To investigate the relationship between gene transcription and H3K4me3 modification genome-wide, we used three approaches. First, we identified genes whose transcripts in ES cells were consistently called “present” or “absent” in Affymetrix expression data (Sato et al., 2003; Abeyta et al., 2004) and averaged enrichment signals for these genes to create composite histone H3K4me3 profiles for the present and absent genes (Figure 2G). The composite profiles show that, for both gene classes, histone H3K4me3 signals span the 3 kb region surrounding the transcript start site and peak just downstream of the transcript start site. The level of the peak signal for H3K4me3 in the absent class of genes was about 1/3 of that for the present class. Second, we identified genes whose transcripts in ES cells were detected or not detected based on MPSS data (Brandenberger et al., 2004a; Wei et al., 2005) and created a composite histone H3K4me3 profile for the two classes (Figure 2H); the results were very similar to those obtained with microarray expression data. Finally, we used a compendium of microarray expression data for 79 different human cells and tissues to identify genes whose ES cell transcript expression levels were in the top 10%, middle 10%, and bottom 10% relative to all other cells (Su et al., 2004) and created a composite histone H3K4me3 profile for the three classes (Figure 2I). The results confirm that there is a positive correlation between gene transcript levels and histone H3K4me3 signal yet show that histone H3K4me3 is observed even at the promoters of genes for which there is no evidence of transcription in ES cells.

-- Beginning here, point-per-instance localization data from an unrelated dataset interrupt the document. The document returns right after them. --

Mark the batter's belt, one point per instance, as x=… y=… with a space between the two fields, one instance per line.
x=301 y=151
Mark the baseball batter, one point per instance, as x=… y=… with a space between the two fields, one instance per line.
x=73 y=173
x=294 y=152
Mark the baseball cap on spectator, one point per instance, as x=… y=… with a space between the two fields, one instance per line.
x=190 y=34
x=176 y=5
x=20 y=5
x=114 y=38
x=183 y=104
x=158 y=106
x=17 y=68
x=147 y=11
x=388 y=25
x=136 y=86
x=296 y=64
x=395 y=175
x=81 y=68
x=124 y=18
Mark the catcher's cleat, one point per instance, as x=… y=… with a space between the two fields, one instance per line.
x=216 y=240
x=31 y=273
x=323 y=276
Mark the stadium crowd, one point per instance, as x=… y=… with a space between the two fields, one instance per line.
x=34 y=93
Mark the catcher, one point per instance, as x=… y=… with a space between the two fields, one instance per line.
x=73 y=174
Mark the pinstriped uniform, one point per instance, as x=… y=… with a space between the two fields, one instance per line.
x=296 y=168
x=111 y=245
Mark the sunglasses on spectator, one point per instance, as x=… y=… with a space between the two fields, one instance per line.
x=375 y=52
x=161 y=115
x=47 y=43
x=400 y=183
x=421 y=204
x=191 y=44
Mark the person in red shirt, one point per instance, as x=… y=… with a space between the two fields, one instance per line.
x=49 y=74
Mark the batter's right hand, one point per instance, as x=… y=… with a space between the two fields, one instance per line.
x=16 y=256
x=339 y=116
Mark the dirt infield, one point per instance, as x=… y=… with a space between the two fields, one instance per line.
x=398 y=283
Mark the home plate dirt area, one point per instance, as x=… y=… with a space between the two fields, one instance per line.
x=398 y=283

To ensure that the observation that histone H3K4me3 occupies most promoters in human ES cells was not an experimental or analytical artifact, we conducted a series of control experiments. A ChIP-chip experiment with nonspecific IgG produced only background signals that did not show a general enrichment of promoter regions (Figure S4; Supplemental Experimental Procedures). A ChIP-chip experiment with antibody against the transcription factor E2F4, with strength of signal comparable to H3K4me3, showed enrichment of DNA sequences at <10% of genes (Supplemental Experimental Procedures). Finally, an experiment with antibody specific for the histone H3K36me3 modification, which is associated with transcription elongation, showed enrichment of DNA sequences well downstream of the transcription start site at genes that produce RNA transcripts in ES cells (see below).
We considered the possibilities that the presence of histone H3K4me3 at most promoters is either due to transcription initiation events that occur at many more genes than suggested by measurements of mature transcripts or is instead independent of transcription. The former model predicts that additional histone modifications associated with transcription initiation, as well as the initiating form of Pol II itself, can be captured at the promoters of more protein-coding genes than are actively transcribed based on RNA transcript data (Sato et al., 2003; Brandenberger et al., 2004b; Su et al., 2004), while the latter would expect no such correlation.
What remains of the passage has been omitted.